Le Foreste Settentrionali si espandevano a perdita d'occhio, e il fiume Coxito con tutti i suoi affluenti le attraversava, ingrossandosi fino a raggiungere l'incandescente magma del Flageton, dando così vita alla palude Stigix. Un luogo impressionante, come il mezzo Gorgone non ne aveva mai visti prima; le descrizioni che aveva sentito non rendevano giustizia a quello spettacolo, dove le forze primordiali si scontravano furiosamente, creando qualcosa di unico.

Subito dietro si stagliava il grande cono vulcanico, dentro cui si nascondeva la città di Hardes. Dankan, vedendolo, capì che all'interno di quella montagna avrebbe potuto riappropriarsi di quel destino che era finalmente pronto a compiere. L'entrata laterale era presidiata, e senza il suo amico Vellerux, non lo avrebbero lasciato passare tanto facilmente. Così decise di guidare l'animale che stava cavalcando sulla cima, dove avrebbe dato meno nell'occhio.

Gli anni passati come schiavo, a prendersi cura delle infrastrutture cittadine, in quel momento gli tornarono utili. Come a Dmonia, la bocca del vulcano spento veniva usata per il ricambio d'aria della città e non era protetta dalle intrusioni. Dopo aver liberato la Viverna, si calò lungo il camino, da cui un tempo fuoriusciva la lava, aggrappandosi con i poderosi artigli fino a raggiungere la struttura metallica che sosteneva il soffitto a volta della cavità in cui si trovava Hardes.

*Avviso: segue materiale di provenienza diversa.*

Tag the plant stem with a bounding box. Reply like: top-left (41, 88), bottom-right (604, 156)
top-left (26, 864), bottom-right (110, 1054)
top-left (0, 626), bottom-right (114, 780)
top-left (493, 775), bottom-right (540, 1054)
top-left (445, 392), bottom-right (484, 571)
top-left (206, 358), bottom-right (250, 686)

Facendo molta attenzione e restando nell'ombra, riuscì a utilizzare le travi di sostegno per scendere fino al centro abitato senza che nessuno si accorgesse della sua presenza, portando con sé l'arma che Thoromir gli aveva consegnato, legata sulla schiena. Si liberò delle pelli che aveva addosso, che lo avevano protetto dal freddo durante la sua permanenza a Zefyron, usandole per avvolgere il tridente, in modo da non attirare troppo l'attenzione dei passanti.

Poi, mescolandosi alla folla, si diresse alla prima taverna. La sacca che teneva sempre legata alla vita, conteneva ancora qualche moneta del tesoro dell'isola di Thulek, che aveva spartito con gli altri pirati. Pagò una camera dove avrebbe potuto riposare fintanto che non avesse ripreso completamente le forze e non avesse capito come muoversi in quel luogo ancora sconosciuto, che gli ricordava tanto gli anni passati con i Figli della Fiamma.

La prima cosa a cui pensò, dopo essersi sistemato, fu di riempirsi la pancia. Il menù della bettola prevedeva, oltre alla carne di Dragone, alcune pietanze a base di animali uccisi nell'arena, non particolarmente a buon mercato. Dankan, vista la sua avversione a nutrirsi dei suoi simili, optò per una gustosa bistecca di Tricerato alla brace, insaporita con erbe aromatiche e accompagnata da un buon boccale del loro miglior Speziale.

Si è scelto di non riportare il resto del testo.